It may be added that among the old manuscript signs ℈ is often used for ejus. I am not, however, prepared to suggest any connection between this word and a scruple.

Paris, in “Pharmacologia,” pages 13 and 14, makes the statement that “such was the supposed importance of planetary influence that it was usual to prefix a symbol of the planet under whose reign the ingredients were to be collected; and it is not perhaps generally known that the character which we at this day place at the head of our prescriptions, and which is understood and supposed to mean Recipe, is a relict of the astrological symbol of Jupiter.”

I have not met with that statement in any earlier writer, but it has been quoted by scores of compilers since. It is very confidently asserted, but I think its accuracy is questionable. As an excuse for my temerity in challenging such an eminent authority it may be mentioned that on the same page the author informs us that the word “crucible” was derived from the circumstance that the alchemists were in the habit of stamping the figure of a cross on the vessel from which they were to obtain their long sought prize. No modern philologist would endorse that etymology.

Paris quotes, in support of the Jupiter theory, a few instances of directions for gathering specific plants “at the rising of the moon,” “when the dog-star is in the ascendant,” and so on. But these have no reference to a compound of several ingredients. It would have been of no use to invoke Jupiter alone for any of the ancient prescriptions. Every plant, said Paracelsus, has its special star. It would have stirred up discord in Olympus if any had been neglected.

Pereira adopts Paris’s theory, but makes it almost impossible to accept it. In “Selecta et Prescriptis,” he says it was usual in old prescriptions to prefix to the formula a pious invocation such as “D. J.” (Deo Juvante), “J. J.” (Jesu Juvante), the figure of a cross, or some similar Christian sign. The suggestion is that we have progressed from Christian to heathen symbols. It would be particularly interesting to know when the physicians of Christendom substituted the appeal to Jupiter for that which their own religion had pressed upon them.

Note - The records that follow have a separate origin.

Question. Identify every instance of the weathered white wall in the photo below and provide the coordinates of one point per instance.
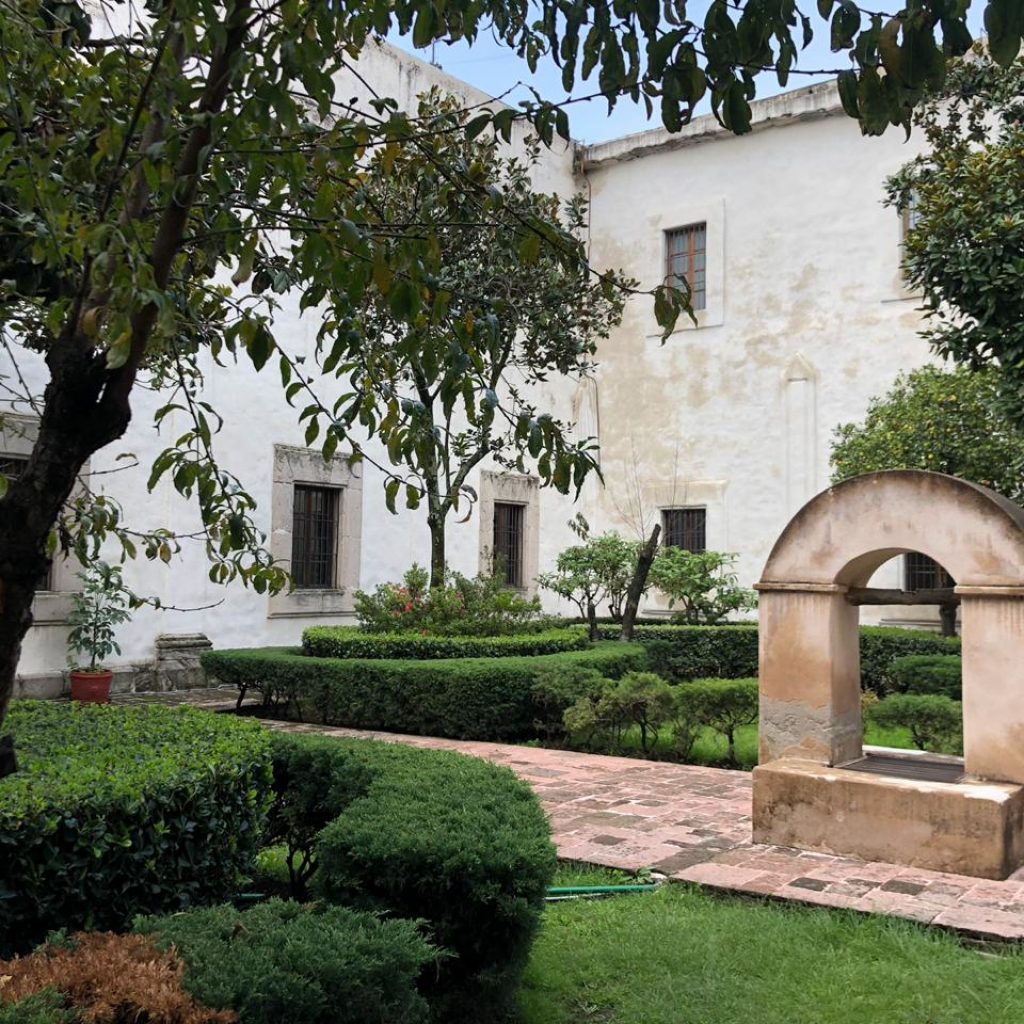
(807, 316)
(807, 320)
(256, 418)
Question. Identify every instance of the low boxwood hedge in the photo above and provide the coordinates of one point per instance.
(349, 641)
(464, 698)
(681, 652)
(881, 645)
(305, 965)
(458, 843)
(941, 674)
(117, 811)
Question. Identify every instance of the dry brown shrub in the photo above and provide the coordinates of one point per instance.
(110, 979)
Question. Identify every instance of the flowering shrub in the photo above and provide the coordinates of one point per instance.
(482, 606)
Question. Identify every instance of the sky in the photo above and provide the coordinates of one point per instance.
(495, 70)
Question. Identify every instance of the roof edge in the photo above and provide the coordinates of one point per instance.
(808, 103)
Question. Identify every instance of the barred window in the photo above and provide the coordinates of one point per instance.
(685, 528)
(686, 261)
(314, 537)
(509, 536)
(922, 572)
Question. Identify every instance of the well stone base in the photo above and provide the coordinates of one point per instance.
(969, 827)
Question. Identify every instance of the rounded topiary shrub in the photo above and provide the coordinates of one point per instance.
(458, 843)
(282, 961)
(117, 811)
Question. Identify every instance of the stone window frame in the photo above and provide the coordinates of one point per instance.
(679, 214)
(294, 465)
(666, 510)
(512, 488)
(690, 236)
(50, 607)
(708, 495)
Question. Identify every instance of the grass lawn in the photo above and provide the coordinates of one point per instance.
(682, 956)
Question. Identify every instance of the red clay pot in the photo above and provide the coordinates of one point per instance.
(91, 687)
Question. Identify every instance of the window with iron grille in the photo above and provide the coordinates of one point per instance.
(922, 572)
(509, 535)
(686, 261)
(684, 528)
(314, 537)
(12, 466)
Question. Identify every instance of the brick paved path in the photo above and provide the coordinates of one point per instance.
(693, 824)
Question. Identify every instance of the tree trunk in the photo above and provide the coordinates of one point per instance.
(437, 558)
(77, 421)
(639, 582)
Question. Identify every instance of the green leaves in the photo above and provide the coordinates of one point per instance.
(669, 303)
(1005, 26)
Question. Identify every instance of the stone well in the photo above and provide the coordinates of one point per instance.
(811, 788)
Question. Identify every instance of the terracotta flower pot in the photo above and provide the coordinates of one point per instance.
(91, 687)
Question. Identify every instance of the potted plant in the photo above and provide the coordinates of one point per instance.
(103, 603)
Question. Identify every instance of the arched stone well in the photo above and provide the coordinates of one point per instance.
(805, 793)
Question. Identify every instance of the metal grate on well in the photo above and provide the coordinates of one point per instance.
(921, 769)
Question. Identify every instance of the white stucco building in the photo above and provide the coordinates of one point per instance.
(721, 431)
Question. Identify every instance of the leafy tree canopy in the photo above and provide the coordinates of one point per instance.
(448, 380)
(965, 199)
(946, 421)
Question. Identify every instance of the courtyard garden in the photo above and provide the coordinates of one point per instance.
(472, 660)
(174, 866)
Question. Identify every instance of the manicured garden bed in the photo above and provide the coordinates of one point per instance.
(118, 811)
(461, 698)
(682, 956)
(591, 698)
(429, 869)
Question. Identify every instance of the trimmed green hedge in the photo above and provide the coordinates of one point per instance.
(881, 645)
(941, 674)
(681, 652)
(117, 811)
(458, 843)
(304, 965)
(464, 698)
(349, 641)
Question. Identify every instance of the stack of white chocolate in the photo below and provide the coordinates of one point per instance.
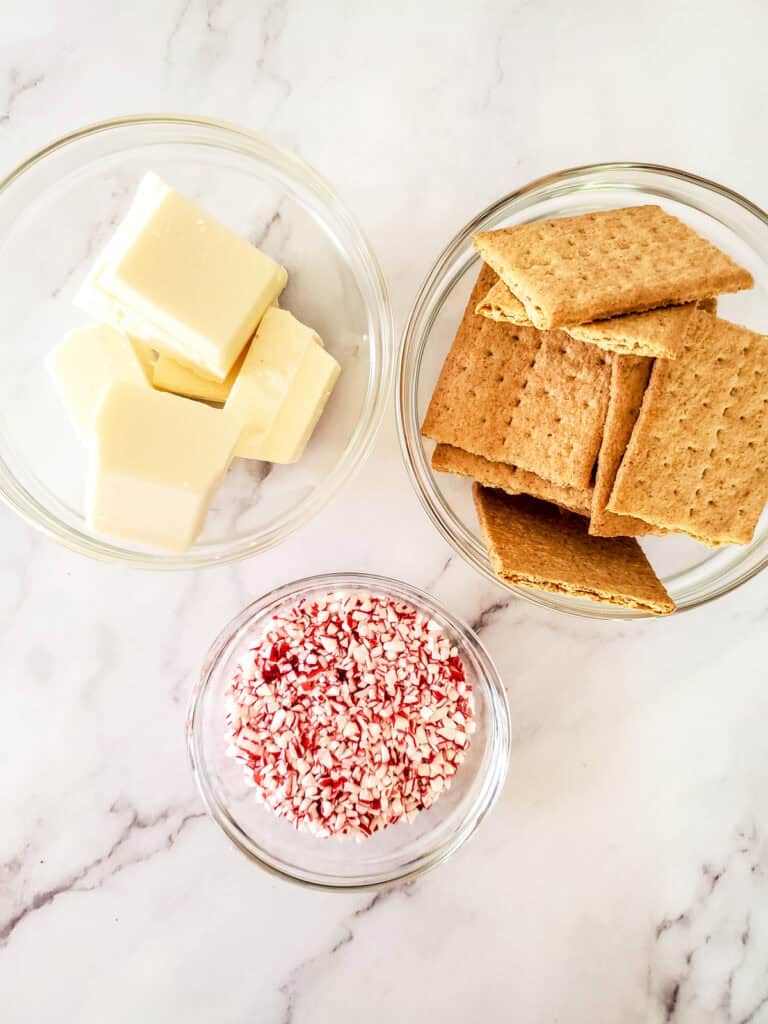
(188, 315)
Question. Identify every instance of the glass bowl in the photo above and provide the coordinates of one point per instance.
(58, 209)
(396, 853)
(691, 572)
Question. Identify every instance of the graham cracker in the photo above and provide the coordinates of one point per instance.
(500, 304)
(480, 381)
(601, 264)
(556, 426)
(657, 333)
(629, 377)
(697, 460)
(509, 478)
(531, 545)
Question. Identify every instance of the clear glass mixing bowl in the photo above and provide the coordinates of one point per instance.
(691, 572)
(58, 209)
(396, 853)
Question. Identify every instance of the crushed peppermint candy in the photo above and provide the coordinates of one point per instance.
(351, 714)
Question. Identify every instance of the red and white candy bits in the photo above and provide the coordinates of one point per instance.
(351, 714)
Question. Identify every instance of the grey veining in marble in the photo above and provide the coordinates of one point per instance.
(624, 875)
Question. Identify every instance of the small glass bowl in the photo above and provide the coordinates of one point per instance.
(691, 572)
(396, 853)
(56, 212)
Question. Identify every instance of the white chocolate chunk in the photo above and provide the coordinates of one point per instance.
(168, 375)
(177, 280)
(282, 389)
(85, 364)
(156, 461)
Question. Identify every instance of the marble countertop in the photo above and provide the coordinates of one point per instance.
(624, 875)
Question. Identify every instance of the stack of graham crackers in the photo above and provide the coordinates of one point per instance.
(594, 396)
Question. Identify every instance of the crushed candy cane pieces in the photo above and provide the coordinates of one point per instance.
(352, 713)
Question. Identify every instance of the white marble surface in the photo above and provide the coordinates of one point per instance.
(624, 876)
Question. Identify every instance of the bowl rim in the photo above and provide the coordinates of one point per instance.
(381, 368)
(488, 678)
(409, 438)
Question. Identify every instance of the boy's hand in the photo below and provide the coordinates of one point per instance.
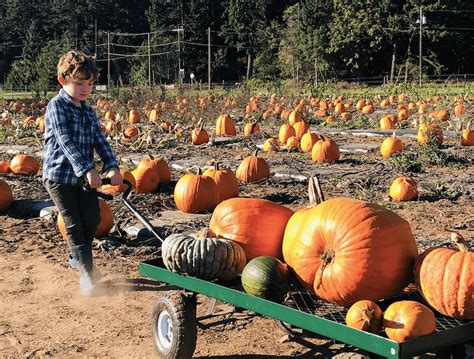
(115, 176)
(93, 178)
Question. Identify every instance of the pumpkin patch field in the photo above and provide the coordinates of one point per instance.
(396, 179)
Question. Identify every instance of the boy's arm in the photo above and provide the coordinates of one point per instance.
(103, 148)
(56, 116)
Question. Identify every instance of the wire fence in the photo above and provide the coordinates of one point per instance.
(370, 81)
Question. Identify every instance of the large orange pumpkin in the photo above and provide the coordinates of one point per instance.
(6, 196)
(253, 169)
(196, 193)
(408, 319)
(227, 184)
(105, 225)
(445, 278)
(256, 224)
(159, 165)
(25, 165)
(347, 250)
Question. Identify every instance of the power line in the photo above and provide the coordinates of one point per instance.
(137, 46)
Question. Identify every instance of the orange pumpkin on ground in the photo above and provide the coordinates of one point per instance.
(159, 165)
(146, 179)
(408, 319)
(308, 140)
(4, 167)
(199, 135)
(225, 126)
(403, 189)
(196, 193)
(25, 165)
(253, 169)
(6, 195)
(467, 136)
(428, 133)
(346, 250)
(271, 144)
(105, 225)
(227, 184)
(325, 150)
(251, 128)
(286, 130)
(117, 189)
(256, 224)
(390, 146)
(365, 315)
(445, 278)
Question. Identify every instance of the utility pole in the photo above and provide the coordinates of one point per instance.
(95, 37)
(209, 58)
(149, 61)
(108, 61)
(179, 30)
(420, 47)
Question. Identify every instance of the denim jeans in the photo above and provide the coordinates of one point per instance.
(81, 215)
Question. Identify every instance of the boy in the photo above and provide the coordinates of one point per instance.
(71, 135)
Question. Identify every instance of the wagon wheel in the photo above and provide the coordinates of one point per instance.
(174, 326)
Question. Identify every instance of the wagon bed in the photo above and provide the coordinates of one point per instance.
(304, 310)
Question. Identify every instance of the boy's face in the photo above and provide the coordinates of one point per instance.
(79, 89)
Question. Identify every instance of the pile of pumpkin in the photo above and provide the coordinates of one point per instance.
(344, 250)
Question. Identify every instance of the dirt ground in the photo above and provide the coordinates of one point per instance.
(43, 314)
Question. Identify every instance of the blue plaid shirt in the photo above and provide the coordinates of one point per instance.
(71, 134)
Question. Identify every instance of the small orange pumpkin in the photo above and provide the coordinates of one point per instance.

Greek and Roman physicians wrote prescriptions, no doubt; but I am not aware that any of these have been preserved to us. Our prescriptions are the direct descendants of the “bills” which the physicians of the sixteenth and seventeenth centuries scribbled in coffee houses when they met their apothecaries. “Physitians bylles not Patients but Apothecaries know” (Warner, 1612, quoted in “Murray’s Dictionary”). It is too much to ask us to imagine that these scribes were in the habit of sketching the symbol of Jupiter at the head of these documents.

Planets and Metals.

There are no historic records of the origin of the association of the seven metals with the seven planets nor of the connection of either with the deities of antiquity.

That Greece transmitted the mythological connection to Rome is clear enough, but it is not so certain whence Greece obtained the idea. Traces of it can be discovered in both Persia and Egypt, and it is not unreasonable to suppose that the circle of imagery may have developed from the worship of the sun. Allowing that heavenly body to have been the supreme divinity, or at least the residence of such a being, it would be natural to assign to the moon and the five principal planets apparently in attendance on the earth similar though lower dignities. The tendency to group gods and planets and metals into sevens would be an obvious link between the last two, and the characters of the deities named would naturally be extended to the materials named after them.